In Mississippi, she and others said, the problem is compounded by the fact that the state's Republican governors and legislatures of recent years have been ideologically opposed to government programs designed to help the poor. "They probably thought that it was funny to be using money that was supposed to go -- in their minds -- to people who didn't deserve it," she said of the accused officials.
Mississippi is one of 12 states that has refused to expand Medicaid and has regularly turned down federal money meant to improve medical treatment, housing and child care, among other issues, Thompson noted. At the end of 2020, Mississippi had $47 million in unspent TANF funds, Shrivastava said.

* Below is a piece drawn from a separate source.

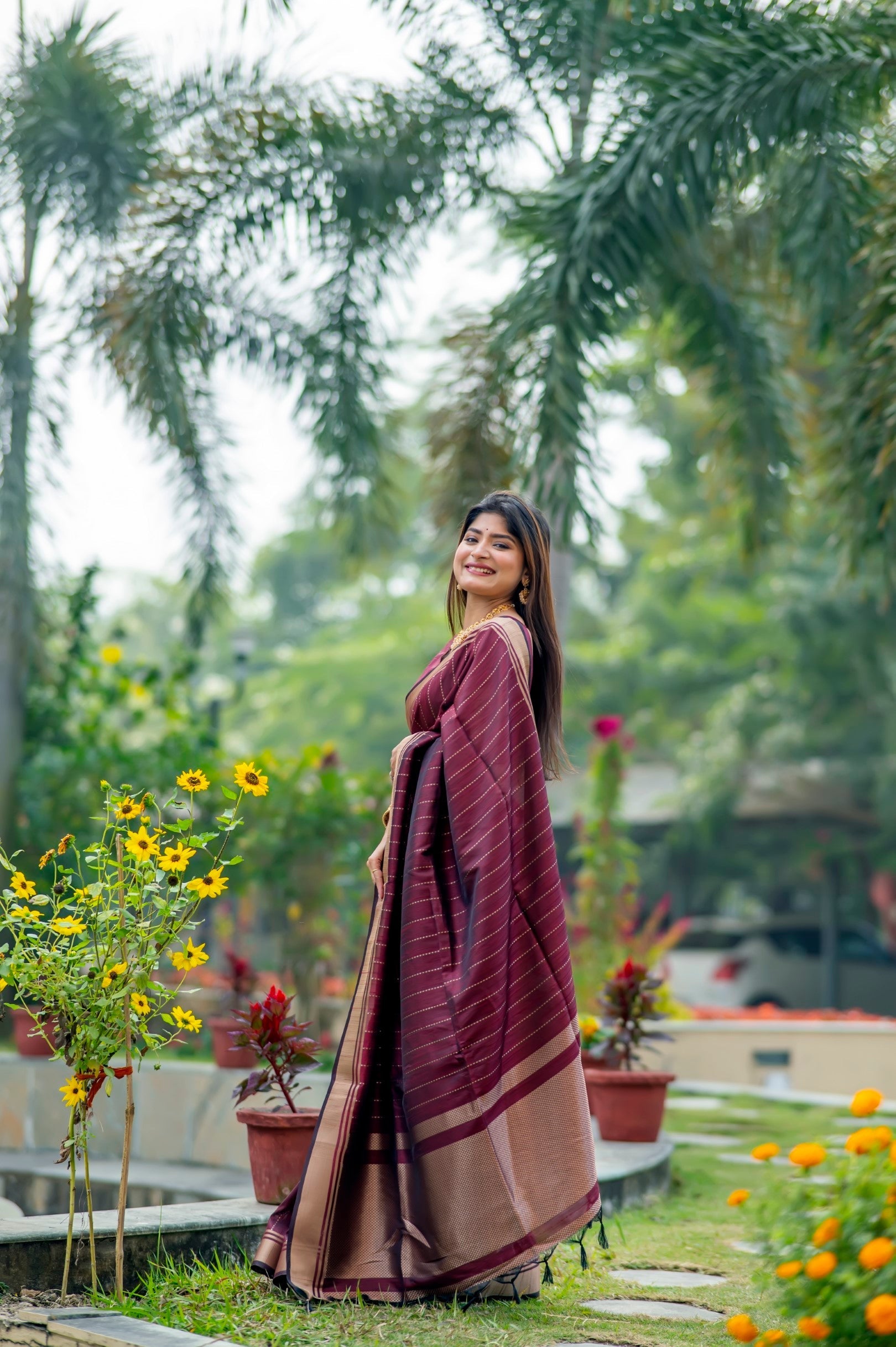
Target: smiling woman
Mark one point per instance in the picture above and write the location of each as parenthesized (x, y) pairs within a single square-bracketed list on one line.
[(455, 1150)]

At the University of Southern Mississippi, faculty members say the school prides itself in admitting first-generation students from the kind of families the money was meant to help. "No one is very happy about it," Denis Wiesenburg, faculty senate president and professor of marine science, said of the recent unwanted attention. "We recognize that it has tarnished the reputation of the university."
The scandal has seeped out over years now, largely because of dogged reporting by the Mississippi Today website. But that does not dull the anger of those most affected.
Carol Burnett, executive director of the Mississippi Low-Income Child Care Initiative, a nonprofit organization, said people were appalled that tens of millions of dollars that should have gone toward initiatives such as improved public transportation or child care for the working poor were apparently handed out to rich political cronies instead. "They see this money that is intended to help people like them that is so misused and redirected to people who do not need help," she said. "It is infuriating."
Information for this article was contributed by Emily Wagster Pettus of The Associated Press and by Neil MacFarquhar of The New York Times.